US regulators have further expanded the scope of Bristol Myers Squibb’s Opdivo, approving its use for a previously treated small cell lung cancer.
The immunotherapy is now the first and only immuno-oncology treatment option for patients with metastatic small cell lung cancer (SCLC) whose cancer has progressed after platinum-based chemotherapy and at least one other line of therapy.
Clearance for this indication was granted by the US Food and Drug Administration under the regulator’s accelerated approval pathway based on overall response rate (ORR) and duration of response (DOR) data, so continued approval may be contingent upon verification of clinical benefit in confirmatory trials.
Data from the SCLC cohort of the ongoing Phase I/II CheckMate-032 study showed that of 109 patients receiving Opdivo (nivolumab) after platinum-based chemotherapy and at least one other prior line of therapy, 12 percent responded to treatment, regardless of PD-L1 expression.
Twelve patients (11 percent) had a partial response, and one patient had a complete response (0.9 percent). Also of note, among responders the median DOR was 17.9 months.

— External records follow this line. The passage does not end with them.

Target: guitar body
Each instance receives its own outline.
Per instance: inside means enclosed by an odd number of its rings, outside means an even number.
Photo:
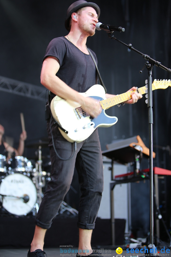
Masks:
[[[94,85],[85,93],[80,94],[101,101],[106,98],[105,92],[101,85]],[[107,115],[103,109],[97,118],[92,118],[79,110],[78,103],[65,100],[56,96],[52,100],[51,109],[55,121],[66,132],[59,128],[62,135],[69,142],[81,142],[89,136],[98,127],[110,127],[118,121],[116,117]],[[80,112],[76,112],[78,108]],[[68,132],[68,133],[67,132]]]

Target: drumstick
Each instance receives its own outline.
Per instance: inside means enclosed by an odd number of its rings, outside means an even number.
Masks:
[[[24,116],[22,113],[20,113],[20,118],[21,123],[21,126],[22,127],[22,130],[23,131],[24,131],[25,130],[24,120]]]

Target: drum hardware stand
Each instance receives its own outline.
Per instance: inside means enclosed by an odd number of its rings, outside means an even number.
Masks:
[[[72,208],[65,202],[63,201],[61,204],[57,214],[62,214],[66,211],[68,211],[74,216],[77,216],[78,212],[75,209]]]
[[[114,32],[111,31],[110,29],[107,30],[106,31],[109,37],[111,39],[115,39],[118,42],[121,43],[122,44],[126,46],[128,48],[128,50],[130,51],[133,50],[137,53],[141,55],[143,58],[147,60],[146,63],[141,70],[139,71],[140,73],[142,73],[142,70],[144,67],[146,67],[148,71],[148,106],[149,107],[148,109],[148,122],[149,122],[149,182],[150,182],[150,243],[148,244],[147,248],[149,250],[149,253],[151,253],[150,250],[152,249],[153,250],[155,250],[155,246],[154,244],[153,241],[153,117],[152,107],[152,70],[154,65],[160,67],[168,71],[169,73],[171,73],[171,69],[168,69],[162,65],[161,63],[151,58],[147,54],[145,54],[141,53],[140,52],[134,48],[132,46],[131,44],[128,45],[122,42],[122,41],[116,38],[114,35]],[[155,252],[153,252],[155,253]],[[153,256],[155,256],[154,253],[152,254]],[[156,255],[158,254],[156,253]],[[145,254],[145,256],[147,255],[146,254]],[[148,255],[151,255],[152,254]]]
[[[45,186],[45,178],[43,176],[42,169],[42,147],[41,145],[39,146],[39,158],[35,164],[35,168],[33,169],[33,182],[35,184],[36,187],[37,192],[37,202],[35,204],[36,209],[37,212],[38,210],[39,207],[42,201],[43,196],[42,192],[42,188]]]

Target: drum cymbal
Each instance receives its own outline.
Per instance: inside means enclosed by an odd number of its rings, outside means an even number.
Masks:
[[[38,142],[27,144],[26,145],[26,147],[29,148],[38,149],[39,146],[41,146],[42,148],[44,148],[48,147],[48,141],[42,141],[40,139]]]

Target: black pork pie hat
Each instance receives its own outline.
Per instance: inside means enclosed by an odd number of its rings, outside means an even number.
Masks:
[[[76,12],[81,8],[89,6],[93,7],[96,10],[98,18],[100,16],[100,10],[97,4],[94,3],[87,2],[86,1],[84,1],[84,0],[79,0],[79,1],[76,1],[72,4],[67,10],[66,17],[65,23],[65,26],[67,30],[69,31],[70,31],[69,21],[72,14]]]

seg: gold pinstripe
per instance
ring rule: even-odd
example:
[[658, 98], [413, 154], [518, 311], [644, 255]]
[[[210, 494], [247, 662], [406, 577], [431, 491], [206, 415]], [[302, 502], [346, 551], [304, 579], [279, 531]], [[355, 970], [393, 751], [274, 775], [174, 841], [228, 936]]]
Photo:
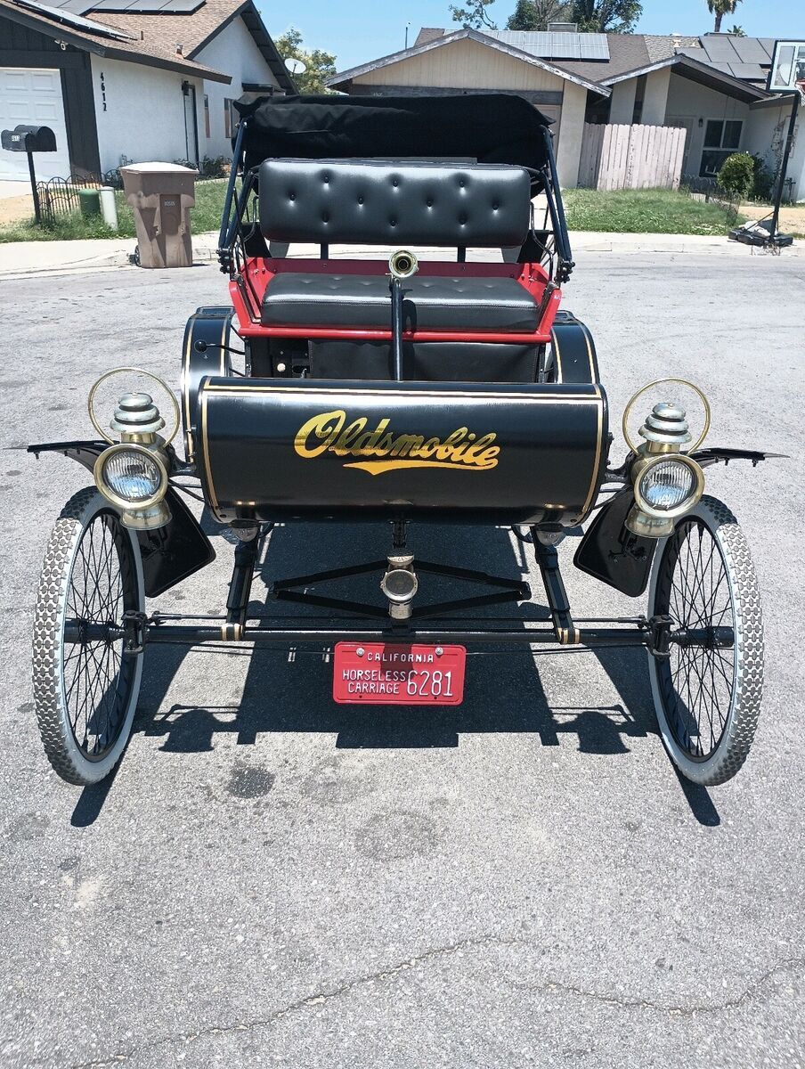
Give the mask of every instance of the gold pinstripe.
[[300, 390], [298, 386], [242, 386], [239, 384], [232, 386], [223, 386], [218, 384], [210, 384], [204, 387], [204, 393], [298, 393], [304, 397], [306, 393], [334, 393], [334, 394], [344, 394], [349, 393], [355, 398], [368, 397], [368, 396], [378, 396], [378, 397], [416, 397], [416, 398], [481, 398], [491, 401], [497, 401], [500, 399], [512, 400], [512, 401], [536, 401], [536, 402], [549, 402], [551, 404], [556, 404], [557, 402], [564, 401], [589, 401], [594, 404], [601, 401], [601, 390], [600, 388], [591, 384], [592, 393], [562, 393], [559, 397], [529, 397], [527, 393], [481, 393], [481, 392], [469, 392], [462, 390], [389, 390], [389, 389], [365, 389], [362, 387], [349, 390], [349, 389], [334, 389], [327, 388], [316, 388], [315, 390], [307, 391]]
[[[191, 322], [195, 323], [196, 316], [193, 315]], [[190, 372], [190, 342], [192, 341], [192, 326], [188, 323], [187, 325], [187, 344], [185, 345], [184, 356], [182, 357], [182, 400], [185, 406], [185, 450], [187, 452], [187, 460], [192, 461], [193, 449], [192, 449], [192, 432], [190, 431], [190, 388], [188, 384], [189, 372]]]
[[201, 447], [204, 458], [206, 484], [207, 490], [210, 491], [210, 508], [213, 510], [216, 518], [220, 520], [220, 506], [218, 505], [218, 495], [215, 492], [215, 484], [213, 483], [213, 469], [210, 464], [210, 444], [207, 441], [206, 432], [206, 393], [203, 390], [201, 393]]
[[227, 343], [227, 327], [228, 327], [228, 325], [229, 325], [229, 319], [226, 317], [223, 320], [223, 327], [221, 328], [220, 348], [218, 350], [218, 352], [221, 355], [221, 374], [222, 375], [227, 374], [227, 351], [226, 351], [226, 348], [223, 346]]
[[[444, 392], [443, 391], [438, 391], [437, 392], [435, 390], [434, 391], [425, 391], [425, 390], [394, 390], [394, 391], [390, 391], [390, 390], [368, 390], [368, 389], [365, 390], [365, 389], [361, 389], [359, 391], [355, 390], [353, 392], [355, 392], [356, 396], [361, 396], [361, 394], [378, 394], [378, 396], [384, 396], [384, 397], [386, 397], [386, 396], [398, 397], [398, 396], [402, 394], [402, 396], [406, 396], [406, 397], [442, 397], [442, 398], [453, 398], [453, 397], [491, 398], [491, 399], [511, 398], [511, 399], [515, 399], [515, 400], [526, 400], [526, 401], [537, 401], [537, 402], [553, 402], [553, 403], [556, 403], [557, 401], [573, 401], [573, 402], [576, 402], [576, 401], [586, 401], [586, 402], [592, 402], [597, 406], [597, 409], [598, 409], [597, 410], [598, 424], [597, 424], [597, 440], [595, 440], [595, 460], [594, 460], [593, 467], [592, 467], [592, 477], [590, 479], [590, 489], [587, 492], [587, 499], [585, 500], [584, 507], [582, 509], [582, 515], [584, 516], [584, 515], [587, 514], [587, 511], [588, 511], [588, 509], [589, 509], [589, 507], [590, 507], [590, 505], [592, 502], [592, 497], [593, 497], [593, 495], [595, 493], [595, 487], [598, 485], [598, 471], [599, 471], [599, 466], [601, 464], [601, 449], [602, 449], [603, 425], [604, 425], [604, 402], [603, 402], [603, 398], [602, 398], [602, 394], [601, 394], [601, 388], [598, 385], [593, 384], [592, 385], [592, 390], [593, 390], [592, 394], [589, 394], [589, 393], [567, 393], [567, 394], [562, 396], [561, 398], [535, 398], [535, 397], [530, 397], [529, 398], [529, 397], [527, 397], [526, 394], [523, 394], [523, 393], [467, 393], [467, 392], [462, 392], [462, 391], [459, 391], [459, 390], [456, 390], [456, 391], [450, 391], [450, 392], [447, 392], [447, 391], [444, 391]], [[208, 440], [207, 440], [207, 394], [210, 394], [210, 393], [236, 393], [236, 392], [245, 393], [245, 394], [248, 396], [249, 393], [256, 393], [256, 392], [260, 392], [260, 393], [298, 393], [298, 394], [304, 394], [306, 391], [305, 390], [300, 390], [298, 387], [293, 387], [293, 386], [249, 386], [249, 387], [245, 387], [245, 386], [242, 386], [239, 384], [238, 385], [233, 385], [233, 386], [223, 386], [223, 385], [206, 385], [206, 386], [204, 386], [204, 385], [202, 385], [202, 388], [200, 390], [200, 401], [201, 401], [201, 439], [202, 439], [202, 449], [203, 449], [203, 458], [204, 458], [204, 471], [206, 474], [207, 487], [208, 487], [208, 491], [210, 491], [211, 508], [212, 508], [213, 512], [216, 514], [216, 516], [218, 518], [221, 518], [220, 517], [220, 506], [219, 506], [219, 502], [218, 502], [217, 494], [215, 492], [215, 485], [213, 483], [213, 474], [212, 474], [212, 467], [211, 467], [211, 464], [210, 464], [210, 444], [208, 444]], [[336, 393], [336, 394], [342, 394], [342, 393], [349, 392], [349, 391], [345, 391], [343, 389], [318, 389], [318, 390], [315, 390], [315, 392], [316, 393]]]
[[595, 382], [595, 360], [594, 360], [594, 357], [592, 355], [592, 345], [591, 345], [592, 336], [590, 335], [590, 331], [587, 329], [586, 324], [582, 323], [580, 327], [584, 330], [584, 340], [587, 343], [587, 359], [590, 362], [590, 382], [594, 383]]
[[592, 465], [592, 479], [590, 480], [590, 489], [587, 493], [587, 500], [584, 502], [584, 508], [582, 509], [582, 515], [586, 516], [587, 511], [592, 505], [592, 498], [595, 495], [595, 490], [598, 487], [599, 481], [599, 467], [601, 465], [601, 449], [603, 446], [604, 437], [604, 402], [601, 397], [599, 397], [599, 410], [598, 410], [598, 433], [595, 440], [595, 462]]
[[556, 330], [554, 329], [551, 330], [551, 341], [554, 346], [554, 352], [556, 353], [556, 371], [558, 376], [556, 381], [557, 383], [561, 383], [564, 381], [562, 378], [562, 355], [559, 352], [559, 339], [557, 338]]

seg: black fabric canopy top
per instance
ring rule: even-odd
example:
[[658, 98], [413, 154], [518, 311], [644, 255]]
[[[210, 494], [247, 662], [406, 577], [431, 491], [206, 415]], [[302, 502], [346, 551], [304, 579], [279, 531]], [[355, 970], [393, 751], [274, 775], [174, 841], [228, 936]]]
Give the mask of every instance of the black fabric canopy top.
[[349, 159], [419, 156], [518, 164], [547, 160], [545, 127], [553, 121], [522, 96], [263, 96], [235, 102], [246, 167], [270, 157]]

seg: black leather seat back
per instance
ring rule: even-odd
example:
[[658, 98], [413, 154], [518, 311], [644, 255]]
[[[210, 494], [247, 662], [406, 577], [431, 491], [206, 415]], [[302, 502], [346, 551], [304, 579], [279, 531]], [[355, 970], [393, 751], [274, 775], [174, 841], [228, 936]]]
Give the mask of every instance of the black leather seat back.
[[259, 184], [275, 242], [495, 248], [530, 226], [528, 171], [504, 164], [268, 159]]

On the safety side, Opdivo was discontinued in 10 percent of patients, and one dose was withheld in 25 percent of patients for an adverse reaction. Serious adverse reactions occurred in 45 percent of patients, BMS said.
“While Immuno-Oncology innovations have dramatically changed how oncologists approach certain cancers, we have had limited progress for patients with small cell lung cancer,” said Leora Horn, associate professor of medicine, Ingram associate professor of cancer research, director of the thoracic oncology program and assistant vice chairman for faculty development, Vanderbilt University Medical Center.
The approval of Opdivo “is particularly exciting considering it is the first checkpoint inhibitor approved for these specific patients, and now we can finally treat this devastating disease from a different angle.”
Opdivo is already approved for various indications across melanoma, non-small cell lung cancer (NSCLC), renal cell carcinoma (RCC), classical Hodgkin lymphoma (cHL), squamous cell carcinoma of the head and neck (SCCHN), urothelial carcinoma, microsatellite instability high (MSI-H) or mismatch repair deficient (dMMR) metastatic colorectal cancer (CRC) and hepatocellular carcinoma (HCC).